History
Built by Andy Rouse Engineering in April 1994 and used by mainly as the spare car for the 1994 British Touring Car Championship, although would Kelvin Burt and Robb Gravett would each drive it at one meeting late in the yearLater used by Paul Radisich to win the end-of-season Touring Car World Cup.
One of three cars sold to Bob Leitzinger and raced by Jeff Andretti in the 1996 North American Touring Car Championship. It is not known how much the car was used as Andretti would race all three cars during the year but it is known it was used at Vancouver where it received extensive frontal damage during a 3-car accident involving Dominic Dobson and Peter Hardman. The car was striped back to a rolling shell and repaired.

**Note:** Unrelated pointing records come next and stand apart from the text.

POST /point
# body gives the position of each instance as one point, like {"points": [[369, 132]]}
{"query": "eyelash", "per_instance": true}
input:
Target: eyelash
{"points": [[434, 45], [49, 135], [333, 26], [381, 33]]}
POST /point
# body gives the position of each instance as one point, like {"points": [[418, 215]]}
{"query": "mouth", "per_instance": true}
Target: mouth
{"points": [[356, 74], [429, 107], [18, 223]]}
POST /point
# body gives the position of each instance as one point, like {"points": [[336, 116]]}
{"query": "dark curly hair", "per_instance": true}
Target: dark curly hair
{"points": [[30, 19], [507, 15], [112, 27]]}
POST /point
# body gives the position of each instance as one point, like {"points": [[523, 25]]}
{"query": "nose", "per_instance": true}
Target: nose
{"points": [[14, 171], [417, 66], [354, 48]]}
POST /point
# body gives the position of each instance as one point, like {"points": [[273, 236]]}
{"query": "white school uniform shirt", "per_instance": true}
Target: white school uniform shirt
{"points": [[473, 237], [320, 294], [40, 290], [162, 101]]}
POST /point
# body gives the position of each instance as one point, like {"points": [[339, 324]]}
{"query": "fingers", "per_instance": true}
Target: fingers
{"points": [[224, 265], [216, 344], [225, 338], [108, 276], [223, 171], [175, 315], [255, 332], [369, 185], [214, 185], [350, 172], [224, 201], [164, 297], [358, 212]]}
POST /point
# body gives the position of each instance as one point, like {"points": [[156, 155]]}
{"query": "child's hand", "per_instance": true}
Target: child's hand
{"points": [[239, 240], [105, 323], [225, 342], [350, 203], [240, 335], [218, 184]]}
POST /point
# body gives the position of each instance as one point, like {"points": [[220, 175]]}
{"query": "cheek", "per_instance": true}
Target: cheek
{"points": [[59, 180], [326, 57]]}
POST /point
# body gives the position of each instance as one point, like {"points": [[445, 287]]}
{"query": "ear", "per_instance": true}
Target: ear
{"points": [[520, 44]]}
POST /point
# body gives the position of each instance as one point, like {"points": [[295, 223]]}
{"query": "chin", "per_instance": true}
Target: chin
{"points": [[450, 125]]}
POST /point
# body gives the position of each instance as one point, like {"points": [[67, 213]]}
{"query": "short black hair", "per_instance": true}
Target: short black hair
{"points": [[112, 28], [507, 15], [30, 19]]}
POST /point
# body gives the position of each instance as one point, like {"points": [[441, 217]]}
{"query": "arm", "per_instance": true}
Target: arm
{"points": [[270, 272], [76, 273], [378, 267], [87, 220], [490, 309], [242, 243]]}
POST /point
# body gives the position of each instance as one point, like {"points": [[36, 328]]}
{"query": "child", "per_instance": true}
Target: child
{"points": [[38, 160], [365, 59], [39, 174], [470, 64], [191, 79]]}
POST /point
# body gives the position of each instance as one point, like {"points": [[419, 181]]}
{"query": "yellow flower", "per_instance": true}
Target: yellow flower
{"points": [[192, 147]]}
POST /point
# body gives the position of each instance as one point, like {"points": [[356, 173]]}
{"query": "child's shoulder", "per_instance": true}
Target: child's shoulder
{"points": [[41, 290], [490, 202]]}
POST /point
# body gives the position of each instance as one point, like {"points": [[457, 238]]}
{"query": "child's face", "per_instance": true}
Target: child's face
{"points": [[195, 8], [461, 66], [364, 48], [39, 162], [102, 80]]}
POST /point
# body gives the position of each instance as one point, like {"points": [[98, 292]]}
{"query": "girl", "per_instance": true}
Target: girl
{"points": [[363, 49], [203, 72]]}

In 1997 all three cars were sold by Leitzinger to Peter Hills and shipped to Australia.
We bought a complete OK car, one that had been backed (hard) into a wall and a rolling chassis. Much later during a casual inspection of the roller we noticed it was very clean underneath, and looked almost new. After further investigation we were told it was the same car Paul Radisich drove when he won the world cup. We ended up transferring all the running gear from one of the cars into it, & it became my car. It was immediately obvious the chassis was all but brand new – it was soooo different to drive & responded brilliantly to chassis adjustments etc
At the end of 1998 all three of Hills' cars were updated to the later body shape.
At the end of 2001 with the help of Mumbo Racing the running gear from Hills' championship winning car (95M 006) was transferred into this shell which Hills then raced in the Australian Super Touring Series the following season.
In early 2005 the car was sold to Adam Proctor who continued to use it in the Touring Car Challenge.
Eventually purchased, along with 95M 006, by New Zealander Mike Johns and 2010/11 converted back to 1994 bodywork with World Cup livery.
Sold to fellow New Zealander Scott O'Donnell in 2014, and during 2015 underwent a rebuild at Neale Motorsport.